Incoterms (International Commercial Terms) are international rules that define the terms of delivery for goods in international trade. They specify who is responsible for transportation, insurance, and customs clearance, as well as the point at which risks transfer from the seller to the buyer. The Incoterms rules were developed by the International Chamber of Commerce and are used worldwide to standardize contracts and reduce the risk of misunderstandings between parties.

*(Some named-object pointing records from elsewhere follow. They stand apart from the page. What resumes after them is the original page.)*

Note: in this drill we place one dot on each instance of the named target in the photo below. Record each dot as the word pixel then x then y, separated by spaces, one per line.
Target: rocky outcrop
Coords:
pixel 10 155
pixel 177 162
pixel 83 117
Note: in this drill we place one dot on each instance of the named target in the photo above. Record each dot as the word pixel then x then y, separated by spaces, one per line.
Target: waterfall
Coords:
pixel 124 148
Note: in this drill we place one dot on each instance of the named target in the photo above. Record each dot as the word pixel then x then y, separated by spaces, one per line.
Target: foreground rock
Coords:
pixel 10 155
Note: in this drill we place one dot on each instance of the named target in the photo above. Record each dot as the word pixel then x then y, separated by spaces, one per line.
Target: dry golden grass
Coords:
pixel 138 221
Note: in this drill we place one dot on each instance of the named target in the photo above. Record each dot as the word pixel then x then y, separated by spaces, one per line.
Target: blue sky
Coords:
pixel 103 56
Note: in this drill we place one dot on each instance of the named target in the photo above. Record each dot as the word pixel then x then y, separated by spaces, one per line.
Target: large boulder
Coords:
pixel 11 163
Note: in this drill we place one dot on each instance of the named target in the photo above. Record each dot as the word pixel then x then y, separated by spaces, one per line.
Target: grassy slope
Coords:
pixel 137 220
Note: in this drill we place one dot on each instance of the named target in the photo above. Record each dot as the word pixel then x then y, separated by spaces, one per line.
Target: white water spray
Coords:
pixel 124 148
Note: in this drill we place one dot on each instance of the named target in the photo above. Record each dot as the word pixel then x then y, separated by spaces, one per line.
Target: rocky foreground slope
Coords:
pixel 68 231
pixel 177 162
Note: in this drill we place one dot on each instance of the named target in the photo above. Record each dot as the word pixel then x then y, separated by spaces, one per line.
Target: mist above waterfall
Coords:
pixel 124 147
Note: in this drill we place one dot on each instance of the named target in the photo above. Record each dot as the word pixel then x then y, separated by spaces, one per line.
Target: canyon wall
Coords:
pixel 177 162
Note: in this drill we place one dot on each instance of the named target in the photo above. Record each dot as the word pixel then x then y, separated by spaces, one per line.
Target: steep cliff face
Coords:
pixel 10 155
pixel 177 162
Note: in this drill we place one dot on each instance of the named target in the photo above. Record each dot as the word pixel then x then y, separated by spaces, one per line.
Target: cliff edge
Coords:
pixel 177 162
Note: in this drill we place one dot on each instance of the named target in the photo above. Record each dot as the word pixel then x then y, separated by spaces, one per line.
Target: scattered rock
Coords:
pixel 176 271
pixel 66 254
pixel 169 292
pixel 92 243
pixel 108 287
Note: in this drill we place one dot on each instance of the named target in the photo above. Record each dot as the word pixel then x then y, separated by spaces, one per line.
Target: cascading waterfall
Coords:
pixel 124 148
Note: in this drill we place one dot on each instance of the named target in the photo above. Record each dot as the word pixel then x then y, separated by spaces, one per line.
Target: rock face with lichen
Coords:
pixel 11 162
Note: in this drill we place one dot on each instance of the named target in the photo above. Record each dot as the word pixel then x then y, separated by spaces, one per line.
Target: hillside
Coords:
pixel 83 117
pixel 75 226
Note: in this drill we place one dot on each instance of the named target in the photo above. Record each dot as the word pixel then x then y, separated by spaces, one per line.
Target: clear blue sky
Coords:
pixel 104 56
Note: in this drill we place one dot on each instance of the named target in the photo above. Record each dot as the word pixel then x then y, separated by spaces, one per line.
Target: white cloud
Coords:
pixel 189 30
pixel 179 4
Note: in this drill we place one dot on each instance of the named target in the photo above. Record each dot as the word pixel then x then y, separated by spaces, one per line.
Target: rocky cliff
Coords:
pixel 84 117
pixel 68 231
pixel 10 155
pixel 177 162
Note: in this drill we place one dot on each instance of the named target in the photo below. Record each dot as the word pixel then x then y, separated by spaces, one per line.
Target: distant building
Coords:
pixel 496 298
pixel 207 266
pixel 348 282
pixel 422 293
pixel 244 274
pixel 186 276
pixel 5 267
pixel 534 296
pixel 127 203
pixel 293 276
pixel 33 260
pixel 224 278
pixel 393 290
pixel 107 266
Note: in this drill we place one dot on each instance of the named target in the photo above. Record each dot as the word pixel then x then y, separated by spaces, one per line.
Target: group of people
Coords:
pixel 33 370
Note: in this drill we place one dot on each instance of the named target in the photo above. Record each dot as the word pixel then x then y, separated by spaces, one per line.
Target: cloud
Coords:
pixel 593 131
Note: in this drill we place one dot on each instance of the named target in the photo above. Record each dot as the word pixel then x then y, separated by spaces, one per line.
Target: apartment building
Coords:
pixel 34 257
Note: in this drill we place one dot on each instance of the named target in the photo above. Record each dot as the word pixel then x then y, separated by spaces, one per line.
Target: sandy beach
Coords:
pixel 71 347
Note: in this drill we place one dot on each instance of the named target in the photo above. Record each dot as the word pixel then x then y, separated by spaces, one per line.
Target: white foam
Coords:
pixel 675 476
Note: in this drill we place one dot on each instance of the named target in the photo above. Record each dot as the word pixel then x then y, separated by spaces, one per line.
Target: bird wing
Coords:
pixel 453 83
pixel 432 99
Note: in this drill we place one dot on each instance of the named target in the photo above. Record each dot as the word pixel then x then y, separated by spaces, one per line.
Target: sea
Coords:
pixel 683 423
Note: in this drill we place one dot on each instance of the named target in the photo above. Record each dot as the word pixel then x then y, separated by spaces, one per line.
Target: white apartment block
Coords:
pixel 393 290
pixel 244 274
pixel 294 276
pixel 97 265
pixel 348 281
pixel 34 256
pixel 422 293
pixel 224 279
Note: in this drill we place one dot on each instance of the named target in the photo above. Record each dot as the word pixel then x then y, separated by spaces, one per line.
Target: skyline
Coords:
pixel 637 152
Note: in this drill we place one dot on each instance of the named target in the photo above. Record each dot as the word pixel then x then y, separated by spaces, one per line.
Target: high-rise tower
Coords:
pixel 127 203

The latest edition is Incoterms 2020, which includes 11 rules categorized by mode of transport.

Incoterms

EXW

EXW (Ex Works) is the simplest term, under which the seller has minimal obligations. The seller merely makes the goods available at their premises or warehouse, with no obligation to load the goods or handle export formalities. All costs and risks, including transportation, customs clearance, and delivery, are borne by the buyer. This approach is advantageous for the seller but places a significant burden on the buyer, especially in international trade.

FCA

Under FCA (Free Carrier), the seller assumes greater responsibility. The seller delivers the goods to the carrier selected by the buyer at an agreed location—which may be the seller’s warehouse or another location. The seller is also responsible for export clearance. Risks transfer at the moment the goods are handed over to the carrier. This term is considered one of the most versatile and is frequently used for various modes of transport.

FAS

FAS (Free Alongside Ship) is used exclusively in maritime transport. The seller delivers the goods to the port of shipment and places them alongside the vessel. At this point, the risks transfer to the buyer, who then organizes loading, transportation, and further stages. This term is mainly used for bulk or oversized cargo.

FOB

Under FOB (Free On Board) terms, the seller is responsible for delivering the goods to the port and loading them onto the vessel. The risks transfer to the buyer once the goods pass the ship’s rail. This is one of the most commonly used terms in maritime trade, especially for commodities such as grain or metals.

CFR

In the case of CFR (Cost and Freight), the seller pays for transportation to the destination port, but the risks transfer to the buyer at the moment of shipment — after the goods are loaded onto the vessel. This means that although the seller covers transport costs, the buyer bears responsibility for the goods during transit.

CIF

CIF (Cost, Insurance and Freight) extends CFR terms by including mandatory cargo insurance provided by the seller. However, the insurance usually offers minimal coverage. As with CFR, the risks transfer after loading onto the vessel, but the buyer receives basic protection against potential losses during transportation.

CPT

Under CPT (Carriage Paid To), the seller pays for transportation to the agreed destination, but the risks transfer to the buyer as soon as the goods are handed over to the first carrier. This creates a key distinction between costs and risks: the seller pays for delivery but is not responsible for the goods in transit.

CIP

Similar to CPT, CIP (Carriage and Insurance Paid To) also includes insurance coverage provided by the seller. Unlike CIF, it requires a higher level of insurance coverage. This makes CIP safer for the buyer, especially in multimodal transportation.

DAP

Under DAP (Delivered at Place), the seller is responsible for organizing and covering the costs of delivering the goods to the specified destination. Risks transfer when the goods arrive and are ready for unloading. The buyer is responsible for import clearance and unloading.

DPU

DPU (Delivered at Place Unloaded) is the only term where the seller is responsible not only for delivery but also for unloading the goods at the destination. This means a higher level of responsibility for the seller and greater convenience for the buyer, who receives the goods already unloaded.

DDP

DDP (Delivered Duty Paid) represents the maximum obligation for the seller. In this case, the seller assumes all costs and risks, including transportation, insurance, customs clearance, and payment of duties and taxes. The buyer receives the goods ready for use without being involved in logistics processes.